Nel suo intervento c’è spazio anche per Wojciech Szczęsny, connazionale e suo predecessore, che avrebbe avuto un ruolo importante nel suo approdo alla Juventus.
«Non c’è club migliore»
Per Grabara, vestire la maglia bianconera rappresenta un traguardo importante. «Non molti portieri hanno il privilegio di rappresentare un club come la Juventus», ha spiegato il nuovo estremo difensore.

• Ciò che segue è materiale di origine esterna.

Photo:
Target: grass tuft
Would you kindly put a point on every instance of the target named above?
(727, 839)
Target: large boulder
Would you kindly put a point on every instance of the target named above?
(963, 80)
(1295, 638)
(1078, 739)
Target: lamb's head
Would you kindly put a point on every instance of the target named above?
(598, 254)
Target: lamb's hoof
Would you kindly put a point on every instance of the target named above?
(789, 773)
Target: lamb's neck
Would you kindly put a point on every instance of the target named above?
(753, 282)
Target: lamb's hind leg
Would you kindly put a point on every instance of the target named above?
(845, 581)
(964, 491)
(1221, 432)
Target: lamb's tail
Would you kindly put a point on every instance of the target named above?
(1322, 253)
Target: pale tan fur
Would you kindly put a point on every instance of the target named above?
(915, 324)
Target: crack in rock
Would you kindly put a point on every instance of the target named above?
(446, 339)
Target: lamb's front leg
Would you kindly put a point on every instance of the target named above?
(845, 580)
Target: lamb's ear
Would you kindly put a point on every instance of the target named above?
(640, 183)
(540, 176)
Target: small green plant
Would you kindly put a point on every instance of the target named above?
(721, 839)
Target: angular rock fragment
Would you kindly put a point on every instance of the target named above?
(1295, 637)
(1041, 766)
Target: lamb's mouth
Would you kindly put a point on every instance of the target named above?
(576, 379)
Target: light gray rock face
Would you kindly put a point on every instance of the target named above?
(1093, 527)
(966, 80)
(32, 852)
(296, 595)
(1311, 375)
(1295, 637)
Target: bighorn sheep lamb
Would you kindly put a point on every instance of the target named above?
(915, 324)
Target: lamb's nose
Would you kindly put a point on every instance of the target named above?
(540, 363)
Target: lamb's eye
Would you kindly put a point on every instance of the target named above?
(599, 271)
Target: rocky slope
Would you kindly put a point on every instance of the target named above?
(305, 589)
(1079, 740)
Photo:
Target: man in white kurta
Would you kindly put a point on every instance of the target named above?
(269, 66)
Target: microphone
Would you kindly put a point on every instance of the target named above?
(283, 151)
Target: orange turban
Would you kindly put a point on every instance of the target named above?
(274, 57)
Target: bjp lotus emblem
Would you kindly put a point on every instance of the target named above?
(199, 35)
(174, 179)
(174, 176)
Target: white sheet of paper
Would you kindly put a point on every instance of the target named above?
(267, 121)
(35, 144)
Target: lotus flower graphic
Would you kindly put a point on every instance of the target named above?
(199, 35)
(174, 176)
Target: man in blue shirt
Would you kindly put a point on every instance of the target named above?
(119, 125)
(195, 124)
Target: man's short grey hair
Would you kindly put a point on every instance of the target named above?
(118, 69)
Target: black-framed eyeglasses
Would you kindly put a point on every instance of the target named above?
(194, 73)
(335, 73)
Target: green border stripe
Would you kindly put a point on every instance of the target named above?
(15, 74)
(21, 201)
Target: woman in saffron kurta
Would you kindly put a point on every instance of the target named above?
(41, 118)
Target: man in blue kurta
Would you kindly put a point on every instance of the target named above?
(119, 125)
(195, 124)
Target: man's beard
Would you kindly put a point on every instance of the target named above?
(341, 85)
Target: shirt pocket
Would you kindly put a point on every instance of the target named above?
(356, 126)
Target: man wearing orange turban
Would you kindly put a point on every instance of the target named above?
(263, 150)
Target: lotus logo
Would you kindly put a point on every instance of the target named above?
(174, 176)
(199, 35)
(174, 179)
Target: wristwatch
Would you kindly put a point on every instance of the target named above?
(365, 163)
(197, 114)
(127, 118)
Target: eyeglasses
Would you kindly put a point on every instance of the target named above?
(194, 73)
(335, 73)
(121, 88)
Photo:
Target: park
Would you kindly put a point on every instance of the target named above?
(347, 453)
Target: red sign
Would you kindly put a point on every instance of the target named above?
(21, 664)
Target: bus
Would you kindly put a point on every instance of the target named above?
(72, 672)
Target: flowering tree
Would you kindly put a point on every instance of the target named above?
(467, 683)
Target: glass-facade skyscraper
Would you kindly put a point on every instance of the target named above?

Il portiere ha ricordato alcuni dei nomi che hanno fatto la storia della porta juventina, da Buffon e Szczęsny fino a Dino Zoff ed Edwin van der Sar. Un’eredità che aumenta il significato del suo arrivo: «Indossare la loro stessa maglia è un motivo di forte orgoglio per me».
A 27 anni, Grabara considera l’approdo a Torino un punto importante della propria carriera. «Ora che sono alla Juventus cambia tutto, perché non penso ci sia un club migliore di questo».
«La parata giusta nel momento giusto»
Il nuovo portiere bianconero ha poi descritto il proprio modo di interpretare il ruolo. La sua caratteristica principale? «Fare la parata giusta nel momento giusto».
Grabara preferisce però lasciare che siano le prestazioni a raccontarlo. «Non mi piace molto parlare di me stesso, per cui sarò più felice di dimostrare quello che so fare, anziché parlarne».
Il retroscena su Szczęsny
Tra i passaggi più interessanti dell’intervista c’è quello dedicato a Szczęsny. I due sono in contatto da tempo e Grabara ha confermato di aver parlato con l’ex portiere della Juventus prima del suo trasferimento.
«Sono abbastanza sicuro che abbia parlato bene di me, perché la Juventus mi ha chiamato, per cui ringrazio Wojciech», ha raccontato il nuovo numero uno bianconero.
Poi il messaggio ai tifosi della Juventus, con una promessa semplice: «Sono estremamente orgoglioso di indossare questo stemma sul mio petto. Vi garantisco che darò al massimo».